Two contemporary or near-contemporary chroniclers described the situation in a little more detail: Fulcher of Chartres, who was chaplain to Baldwin of Boulogne (the future Baldwin I of Jerusalem) and was on the Crusade, and Radulph of Caen, who was not on the Crusade but later served as Bohemond’s chaplain. Fulcher says that Christians roasted the flesh of the Muslim dead and ate it, while Radulph, a little more graphically, describes “pagan” bodies being cooked in cauldrons and children’s bodies being roasted on spits. It’s not a pleasant account. Since both of these writers can be considered more or less “official” Crusades chroniclers, it’s pretty certain that some cannibalism went on. That said, Radulph’s imagery may have used a little artistic license (his chronicle relied on eyewitness testimony, but he wrote it after his two patrons and main witnesses—Bohemond and his nephew Tancred—had died).
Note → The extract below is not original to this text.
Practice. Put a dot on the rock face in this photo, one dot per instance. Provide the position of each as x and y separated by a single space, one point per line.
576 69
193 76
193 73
From the Muslim perspective, the Siege of Maʿarrat al-Nuʿman and the cannibalism provided one of the lasting impressions of the entire Crusades. It’s been the consistent view of Muslim scholars ever since that the Crusaders (the Franj or “Franks”) went cannibal in some kind of post-battle frenzy rather than out of a starvation-induced frenzy, which frankly is unfair to the cannibals. And no, I can’t believe I just typed that. Accounts of Crusaders loudly proclaiming their intentions to devour the flesh of their enemies before the siege inform this Muslim view, but those accounts were written after the fact and are probably not terribly reliable. Most people are not normally drawn to eating other people, and the fact that Maʿarrat al-Nuʿman is the only well-attested time that the Crusaders practiced cannibalism (there may have been some isolated instances at Antioch, but recall that the Crusaders were starving there as well), suggests that it was hunger, not a berserker rage, that drove them to cannibalism.
Perhaps based on reports of what happened at Maʿarrat al-Nuʿman, Muslim resistance to the Crusader advance on Jerusalem pretty much evaporated. Muslim towns and garrisons actually began sending supplies out to the marching Crusaders in order to forestall attack, ensuring that they had enough food to proceed. Of course, first the Crusaders had to actually get back on the march, and they couldn’t do that with Bohemond and Raymond feuding again. Raymond in particular had no interest in continuing until questions of who would control newly conquered territory were answered definitively, now that Crusader leaders had decided not to “restore” it to the Byzantine Empire. Ultimately the army seems to have taken matters into its own hands. Soldiers tore Maʿarrat al-Nuʿman’s walls down and torched much of the city in January 1099, in order to “motivate” Raymond to stop screwing around and get moving. That seems to have done the trick.